Ordnance Survey creates and supplies high quality geospatial data for a wide range of customers. These digital representations portray the man-made (e.g. roads, buildings and fields) and natural (e.g. woodland, moorland and boulder fields) characteristics of the landscape for a wide range of applications such as routeing, asset management, planning and geospatial modelling and prediction. Where accuracy, precision and consistency were once primary measures of quality, now increasing emphasis is placed on the capability to generate tailor-made data and solution services to diverse customers. We have set out to develop an approach to data creation that will serve both immediate requirements and pioneer new ways of representing the landscape. In this talk, we will present our work on learning and applying deep landscape representations.

Dr. Isabel Sargent is a Senior Research Scientist at Ordnance Survey, Visiting Researcher at University of Southampton and an industrial advisor for 5 PhD candidates. She specialises in applying machine learning to the interpretation of images of the landscape and particularly excited by discovery from data using unsupervised approaches. Additionally, she is involved in research into the automation of 3D city model capture and quality assessment and has developed operational methods for building height extraction and roof shape classification. Other research interests include the use of crowdsourcing in niche groups and the application of graph analytics in the geospatial domain. She holds a BSc Honours in Environmental Sciences, PhD applying neural networks in oceanography and is a Chartered Scientist.

Ms. Nadia Abouayoub

The Impact of AI in Finance

The purpose of this presentation is to explain how technologies such as AI and RPA (Robotics Process Automation) are currently used in the Financial sector. We will cover their current and futures impacts on the industry. Such impact could be on Business models, business processes and technical architecture. This presentation should be help us to provide a roadmap of where we are and how AI could impact the financial sector.

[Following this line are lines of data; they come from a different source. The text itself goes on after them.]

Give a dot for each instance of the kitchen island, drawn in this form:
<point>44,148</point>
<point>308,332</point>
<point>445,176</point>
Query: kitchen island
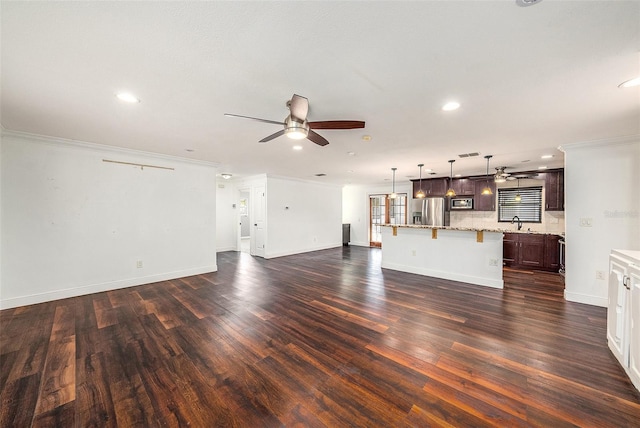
<point>460,254</point>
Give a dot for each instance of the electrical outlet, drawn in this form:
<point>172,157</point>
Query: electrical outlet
<point>586,222</point>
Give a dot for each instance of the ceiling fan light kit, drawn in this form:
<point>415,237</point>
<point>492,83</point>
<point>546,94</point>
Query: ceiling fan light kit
<point>500,176</point>
<point>451,193</point>
<point>296,130</point>
<point>487,190</point>
<point>393,194</point>
<point>420,194</point>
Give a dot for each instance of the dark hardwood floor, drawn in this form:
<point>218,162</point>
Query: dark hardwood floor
<point>319,339</point>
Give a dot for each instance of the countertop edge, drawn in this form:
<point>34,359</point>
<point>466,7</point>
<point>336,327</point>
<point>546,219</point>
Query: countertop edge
<point>468,229</point>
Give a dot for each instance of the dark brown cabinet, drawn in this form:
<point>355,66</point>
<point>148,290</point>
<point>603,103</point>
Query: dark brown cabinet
<point>484,202</point>
<point>554,190</point>
<point>552,252</point>
<point>463,186</point>
<point>431,187</point>
<point>531,251</point>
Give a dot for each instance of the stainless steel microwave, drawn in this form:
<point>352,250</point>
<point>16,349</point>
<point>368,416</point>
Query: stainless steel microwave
<point>461,203</point>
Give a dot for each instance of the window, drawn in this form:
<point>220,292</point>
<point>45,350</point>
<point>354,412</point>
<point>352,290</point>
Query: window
<point>384,210</point>
<point>528,209</point>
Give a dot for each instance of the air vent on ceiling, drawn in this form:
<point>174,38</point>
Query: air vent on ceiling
<point>468,155</point>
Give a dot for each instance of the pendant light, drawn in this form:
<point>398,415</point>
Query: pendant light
<point>393,194</point>
<point>518,197</point>
<point>487,189</point>
<point>420,194</point>
<point>451,193</point>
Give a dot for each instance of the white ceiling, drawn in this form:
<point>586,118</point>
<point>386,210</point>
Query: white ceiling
<point>529,80</point>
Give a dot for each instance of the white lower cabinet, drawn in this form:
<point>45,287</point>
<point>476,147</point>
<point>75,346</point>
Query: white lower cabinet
<point>623,312</point>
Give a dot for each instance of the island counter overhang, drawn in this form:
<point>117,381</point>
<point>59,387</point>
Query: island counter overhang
<point>467,255</point>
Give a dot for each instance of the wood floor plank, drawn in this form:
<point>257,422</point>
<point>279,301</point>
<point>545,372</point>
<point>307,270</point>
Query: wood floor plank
<point>59,375</point>
<point>320,339</point>
<point>18,401</point>
<point>94,404</point>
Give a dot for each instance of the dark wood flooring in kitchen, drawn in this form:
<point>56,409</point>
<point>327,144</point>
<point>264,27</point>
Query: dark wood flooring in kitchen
<point>319,339</point>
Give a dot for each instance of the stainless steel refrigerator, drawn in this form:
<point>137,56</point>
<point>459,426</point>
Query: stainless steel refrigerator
<point>430,211</point>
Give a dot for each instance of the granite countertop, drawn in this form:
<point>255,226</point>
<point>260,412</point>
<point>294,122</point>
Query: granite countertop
<point>469,229</point>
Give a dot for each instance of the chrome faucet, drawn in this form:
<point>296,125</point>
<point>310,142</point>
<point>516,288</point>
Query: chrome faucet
<point>519,222</point>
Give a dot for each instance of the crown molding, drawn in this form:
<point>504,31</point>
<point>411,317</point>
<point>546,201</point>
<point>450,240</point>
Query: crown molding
<point>57,141</point>
<point>626,139</point>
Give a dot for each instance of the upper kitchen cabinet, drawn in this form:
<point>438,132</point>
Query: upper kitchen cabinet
<point>463,186</point>
<point>431,187</point>
<point>484,202</point>
<point>554,190</point>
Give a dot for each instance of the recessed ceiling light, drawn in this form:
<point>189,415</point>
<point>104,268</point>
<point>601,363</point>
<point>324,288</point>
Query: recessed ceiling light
<point>128,97</point>
<point>525,3</point>
<point>450,106</point>
<point>630,83</point>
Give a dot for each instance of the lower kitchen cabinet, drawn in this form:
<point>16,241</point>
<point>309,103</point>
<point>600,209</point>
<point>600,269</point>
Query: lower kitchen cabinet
<point>623,311</point>
<point>531,251</point>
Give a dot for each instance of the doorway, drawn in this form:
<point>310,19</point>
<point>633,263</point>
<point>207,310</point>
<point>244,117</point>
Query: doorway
<point>245,221</point>
<point>385,210</point>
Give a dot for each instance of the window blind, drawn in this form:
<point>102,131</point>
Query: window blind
<point>528,209</point>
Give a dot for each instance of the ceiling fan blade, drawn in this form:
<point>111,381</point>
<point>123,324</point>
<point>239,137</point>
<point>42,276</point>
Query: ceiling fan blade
<point>299,107</point>
<point>336,124</point>
<point>255,118</point>
<point>272,136</point>
<point>316,138</point>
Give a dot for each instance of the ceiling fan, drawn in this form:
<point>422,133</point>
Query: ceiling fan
<point>297,127</point>
<point>501,176</point>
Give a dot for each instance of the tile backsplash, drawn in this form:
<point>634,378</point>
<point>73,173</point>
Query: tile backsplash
<point>552,221</point>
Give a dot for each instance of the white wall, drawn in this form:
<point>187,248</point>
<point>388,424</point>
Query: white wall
<point>355,204</point>
<point>226,215</point>
<point>602,183</point>
<point>73,224</point>
<point>302,216</point>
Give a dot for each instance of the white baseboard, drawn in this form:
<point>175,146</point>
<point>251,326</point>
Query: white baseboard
<point>586,299</point>
<point>33,299</point>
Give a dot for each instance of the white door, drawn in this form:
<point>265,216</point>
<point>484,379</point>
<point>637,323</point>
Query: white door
<point>258,204</point>
<point>633,282</point>
<point>617,311</point>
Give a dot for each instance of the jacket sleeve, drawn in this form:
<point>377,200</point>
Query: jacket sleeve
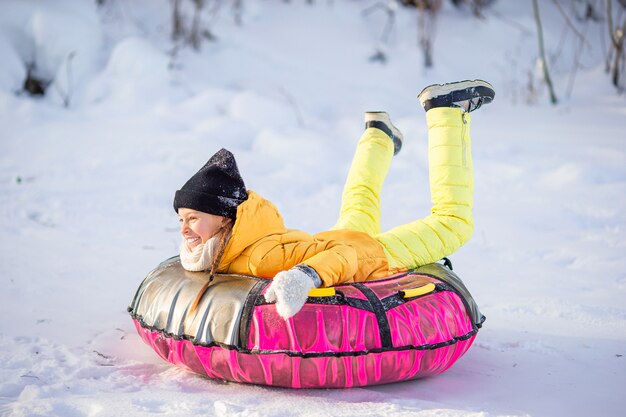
<point>334,261</point>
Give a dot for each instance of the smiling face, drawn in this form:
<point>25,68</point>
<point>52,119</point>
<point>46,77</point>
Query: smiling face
<point>198,227</point>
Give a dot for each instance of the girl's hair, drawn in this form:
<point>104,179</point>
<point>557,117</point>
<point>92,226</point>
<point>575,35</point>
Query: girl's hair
<point>223,233</point>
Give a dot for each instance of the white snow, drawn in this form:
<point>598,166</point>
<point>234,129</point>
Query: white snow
<point>86,196</point>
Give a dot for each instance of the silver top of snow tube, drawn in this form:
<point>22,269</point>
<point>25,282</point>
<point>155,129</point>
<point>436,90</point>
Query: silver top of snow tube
<point>166,295</point>
<point>164,299</point>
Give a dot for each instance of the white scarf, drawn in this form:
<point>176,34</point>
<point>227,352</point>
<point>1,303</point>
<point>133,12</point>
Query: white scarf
<point>199,258</point>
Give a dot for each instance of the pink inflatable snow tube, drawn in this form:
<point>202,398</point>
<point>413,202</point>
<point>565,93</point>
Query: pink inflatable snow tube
<point>404,327</point>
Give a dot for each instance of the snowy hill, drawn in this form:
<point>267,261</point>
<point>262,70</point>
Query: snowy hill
<point>88,172</point>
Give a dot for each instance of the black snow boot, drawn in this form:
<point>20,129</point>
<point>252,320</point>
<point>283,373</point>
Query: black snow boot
<point>467,95</point>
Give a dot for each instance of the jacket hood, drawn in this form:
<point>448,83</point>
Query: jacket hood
<point>256,219</point>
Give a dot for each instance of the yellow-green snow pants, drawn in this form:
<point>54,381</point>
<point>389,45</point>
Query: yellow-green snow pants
<point>450,224</point>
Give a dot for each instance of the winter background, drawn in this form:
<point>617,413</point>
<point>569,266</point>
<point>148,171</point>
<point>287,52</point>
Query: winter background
<point>88,172</point>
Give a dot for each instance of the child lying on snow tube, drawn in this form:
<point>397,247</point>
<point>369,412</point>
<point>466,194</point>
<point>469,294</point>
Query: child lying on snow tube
<point>227,229</point>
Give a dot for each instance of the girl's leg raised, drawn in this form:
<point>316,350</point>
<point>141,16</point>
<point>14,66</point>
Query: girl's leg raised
<point>360,202</point>
<point>450,223</point>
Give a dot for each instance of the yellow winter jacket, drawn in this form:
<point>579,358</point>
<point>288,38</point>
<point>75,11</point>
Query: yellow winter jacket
<point>261,245</point>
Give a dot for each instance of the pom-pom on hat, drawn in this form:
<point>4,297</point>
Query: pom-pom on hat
<point>217,188</point>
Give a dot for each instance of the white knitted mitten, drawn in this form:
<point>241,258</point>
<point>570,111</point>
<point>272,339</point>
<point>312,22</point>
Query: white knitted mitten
<point>289,289</point>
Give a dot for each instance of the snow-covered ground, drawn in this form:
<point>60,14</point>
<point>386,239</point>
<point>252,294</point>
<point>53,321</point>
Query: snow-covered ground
<point>86,193</point>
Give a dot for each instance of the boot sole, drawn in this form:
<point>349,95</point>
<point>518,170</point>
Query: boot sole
<point>438,90</point>
<point>398,137</point>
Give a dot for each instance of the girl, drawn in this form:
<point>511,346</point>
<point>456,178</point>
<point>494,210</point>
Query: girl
<point>228,229</point>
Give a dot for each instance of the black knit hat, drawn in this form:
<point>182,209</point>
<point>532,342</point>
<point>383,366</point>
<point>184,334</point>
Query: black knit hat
<point>216,189</point>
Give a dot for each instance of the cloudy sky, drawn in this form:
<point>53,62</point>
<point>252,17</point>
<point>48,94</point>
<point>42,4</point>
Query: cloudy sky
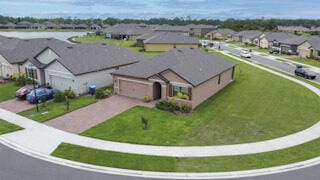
<point>145,9</point>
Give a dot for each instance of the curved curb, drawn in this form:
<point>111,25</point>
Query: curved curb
<point>162,175</point>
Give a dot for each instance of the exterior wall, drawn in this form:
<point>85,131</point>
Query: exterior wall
<point>132,87</point>
<point>210,87</point>
<point>7,69</point>
<point>304,49</point>
<point>263,43</point>
<point>166,47</point>
<point>47,56</point>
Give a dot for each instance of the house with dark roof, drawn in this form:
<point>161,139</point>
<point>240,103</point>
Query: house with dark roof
<point>126,31</point>
<point>200,30</point>
<point>220,34</point>
<point>309,48</point>
<point>273,39</point>
<point>165,41</point>
<point>248,36</point>
<point>189,71</point>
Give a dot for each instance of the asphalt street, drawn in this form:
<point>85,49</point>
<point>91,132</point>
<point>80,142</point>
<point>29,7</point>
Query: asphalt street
<point>284,66</point>
<point>17,166</point>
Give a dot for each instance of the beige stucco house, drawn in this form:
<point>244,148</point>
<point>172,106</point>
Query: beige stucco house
<point>189,71</point>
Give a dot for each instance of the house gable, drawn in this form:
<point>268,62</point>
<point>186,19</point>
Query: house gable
<point>47,56</point>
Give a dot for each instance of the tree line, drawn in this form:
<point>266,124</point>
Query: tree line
<point>235,24</point>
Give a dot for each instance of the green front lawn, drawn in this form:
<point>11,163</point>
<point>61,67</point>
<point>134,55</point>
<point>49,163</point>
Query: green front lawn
<point>126,44</point>
<point>256,106</point>
<point>53,109</point>
<point>6,127</point>
<point>7,91</point>
<point>171,164</point>
<point>306,61</point>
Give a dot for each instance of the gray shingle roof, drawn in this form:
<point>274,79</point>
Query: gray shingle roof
<point>249,34</point>
<point>166,28</point>
<point>193,65</point>
<point>171,38</point>
<point>278,36</point>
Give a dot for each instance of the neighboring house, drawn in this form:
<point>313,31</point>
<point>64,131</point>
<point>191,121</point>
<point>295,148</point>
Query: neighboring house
<point>273,39</point>
<point>189,71</point>
<point>51,25</point>
<point>293,29</point>
<point>175,29</point>
<point>95,27</point>
<point>220,34</point>
<point>166,41</point>
<point>200,30</point>
<point>249,36</point>
<point>309,48</point>
<point>126,31</point>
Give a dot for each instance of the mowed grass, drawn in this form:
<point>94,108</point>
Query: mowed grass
<point>171,164</point>
<point>257,106</point>
<point>52,109</point>
<point>126,44</point>
<point>306,61</point>
<point>6,127</point>
<point>7,91</point>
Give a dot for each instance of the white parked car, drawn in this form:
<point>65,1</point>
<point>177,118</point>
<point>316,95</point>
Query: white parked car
<point>245,54</point>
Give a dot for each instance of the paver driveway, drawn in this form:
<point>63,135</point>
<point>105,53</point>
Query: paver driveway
<point>16,105</point>
<point>89,116</point>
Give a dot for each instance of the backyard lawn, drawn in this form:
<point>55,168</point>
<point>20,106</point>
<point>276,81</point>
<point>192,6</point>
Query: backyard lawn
<point>307,61</point>
<point>52,109</point>
<point>126,44</point>
<point>256,106</point>
<point>172,164</point>
<point>6,127</point>
<point>7,91</point>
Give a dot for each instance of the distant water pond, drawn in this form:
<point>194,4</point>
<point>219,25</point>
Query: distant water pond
<point>30,35</point>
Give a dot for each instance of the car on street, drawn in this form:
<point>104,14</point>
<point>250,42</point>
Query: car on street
<point>245,54</point>
<point>36,95</point>
<point>305,72</point>
<point>24,91</point>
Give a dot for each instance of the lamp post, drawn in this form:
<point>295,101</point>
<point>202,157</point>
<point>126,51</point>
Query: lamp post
<point>34,90</point>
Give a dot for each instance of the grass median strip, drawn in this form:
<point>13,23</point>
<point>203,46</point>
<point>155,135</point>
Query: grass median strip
<point>52,109</point>
<point>6,127</point>
<point>257,106</point>
<point>172,164</point>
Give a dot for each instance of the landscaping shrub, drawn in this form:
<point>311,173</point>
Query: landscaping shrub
<point>69,93</point>
<point>168,105</point>
<point>186,108</point>
<point>182,96</point>
<point>102,93</point>
<point>59,97</point>
<point>145,123</point>
<point>147,99</point>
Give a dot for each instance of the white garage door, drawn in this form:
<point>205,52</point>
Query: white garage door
<point>132,89</point>
<point>60,83</point>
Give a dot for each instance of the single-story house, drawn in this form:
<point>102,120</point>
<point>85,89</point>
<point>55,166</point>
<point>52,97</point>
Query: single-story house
<point>200,30</point>
<point>166,41</point>
<point>273,39</point>
<point>176,29</point>
<point>249,36</point>
<point>309,48</point>
<point>95,27</point>
<point>126,31</point>
<point>79,65</point>
<point>220,34</point>
<point>189,71</point>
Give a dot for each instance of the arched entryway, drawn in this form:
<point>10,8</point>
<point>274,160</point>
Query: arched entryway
<point>156,91</point>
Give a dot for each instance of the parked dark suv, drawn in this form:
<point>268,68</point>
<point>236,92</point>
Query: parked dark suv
<point>306,73</point>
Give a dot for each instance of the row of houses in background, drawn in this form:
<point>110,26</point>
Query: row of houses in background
<point>188,70</point>
<point>304,46</point>
<point>50,25</point>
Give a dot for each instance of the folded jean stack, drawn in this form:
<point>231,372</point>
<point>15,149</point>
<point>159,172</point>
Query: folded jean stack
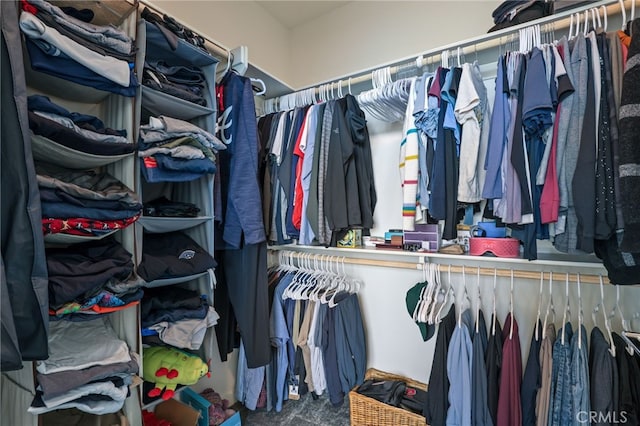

Nadia Abouayoub is a member of the British Computer Society’s (BCS) Artificial Intelligence Specialist Group Committee (SGAI) and the BCS Women’s Group. She has an MSc. in Computing and DESS in AI and Databases from the University of Dijon, and an MSc. in Formal Methods and the Security of Systems from Royal Holloway, University of London. She has been a member of several committees aiming to empower youth and women, most especially in the finance and new technology sectors. One such initiative saw her organise a VISIO conference with NASA for the World Youth Congress in 2004 to enable participants experience the intricacies of robot navigation and the exploration of Mars. She is the co-organiser of the Machine Intelligence Competition, run by the SGAI and has organised a number of workshops aimed at educating the general public about Artificial Intelligence. She has a personal interest in the United Nations Millennium Development Goals for which she has organised many volunteer workshops. She launched her graduate career with JP Morgan, and has accrued more than 15 years’ experience within the investment banking sector in such fields as Risk Management,Product Control and Technology in Trading Applications. She is currently a Strategist and Improvement Lead.